Exome-sequencing is a method used to analyze the genome, i.e. DNA, of an individual, for the purpose of detecting genetic mutations that may be involved in risk or progression of disease. A mutation means that a variation in the nucleotides – the molecular building blocks of DNA – has occurred. The code for how a protein is to be produced has thereby changed, which can cause its function to change and alter the risk of developing a disease.
“By studying hereditarily transmitted mutations in families, we can understand which causes are genetic, and which are environmental, i.e. due to lifestyle,” says Leif Groop, head of the Lund University Diabetes Centre in Sweden that entered into the agreement with Regeneron.

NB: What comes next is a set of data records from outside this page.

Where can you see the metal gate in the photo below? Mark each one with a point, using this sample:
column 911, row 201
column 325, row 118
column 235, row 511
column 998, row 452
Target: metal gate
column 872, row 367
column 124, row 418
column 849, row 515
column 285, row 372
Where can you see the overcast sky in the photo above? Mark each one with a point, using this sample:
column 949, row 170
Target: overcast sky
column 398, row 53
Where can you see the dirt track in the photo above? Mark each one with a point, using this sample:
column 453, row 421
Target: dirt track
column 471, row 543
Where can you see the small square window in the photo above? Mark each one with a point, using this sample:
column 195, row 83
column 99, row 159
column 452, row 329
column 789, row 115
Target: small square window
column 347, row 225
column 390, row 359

The collaboration enables mapping the risk variations in the genome of the 9,000 participants of the so-called Botnia study. The participants are people with diabetes and their relatives, and include 1,400 families in Finland and southern Sweden. The Botnia study is one of the largest of its kind in the world.

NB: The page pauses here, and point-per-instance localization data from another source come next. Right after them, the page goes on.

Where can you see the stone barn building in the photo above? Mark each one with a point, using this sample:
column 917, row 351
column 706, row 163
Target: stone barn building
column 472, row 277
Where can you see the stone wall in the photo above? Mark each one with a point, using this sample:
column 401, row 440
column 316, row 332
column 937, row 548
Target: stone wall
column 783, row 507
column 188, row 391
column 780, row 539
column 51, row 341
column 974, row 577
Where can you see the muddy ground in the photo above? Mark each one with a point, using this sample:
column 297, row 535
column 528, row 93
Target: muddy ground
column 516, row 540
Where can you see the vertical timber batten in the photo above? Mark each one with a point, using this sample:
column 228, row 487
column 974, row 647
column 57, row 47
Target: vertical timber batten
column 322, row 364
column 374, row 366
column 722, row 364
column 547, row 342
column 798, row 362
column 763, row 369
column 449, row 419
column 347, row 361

The Finnish population is special in that it is fairly homogenous, genetically speaking – an advantage when it comes to genetic studies.
The sequencing and genotyping will be performed by the RGC, a wholly-owned subsidiary of Regeneron Pharmaceuticals, Inc., located in Tarrytown, New York. The complex analyses will be performed jointly by researchers at the RGC, Lund University and the University of Helsinki, who want to find out which mutations are linked to different conditions related to diabetes, such as insulin sensitivity.
“The Botnia study is among the best and most well-characterised cohorts in the world with regard to diabetes and diabetes-related traits, and we are thrilled to be working with Dr. Groop and this research team to apply leading-edge genomic approaches to better understand this pervasive disease, which imparts major morbidity and mortality in Finland and world-wide,” said Alan Shuldiner, M.D., and Aris Baras, M.D., Co-Heads of the Regeneron Genetics Center.
“If we can understand the cause, we can study the molecular mechanism behind the disease, which would enable the development of new drugs to treat it,” says Nikolay Oskolkov, researcher at the Lund University Diabetes Centre.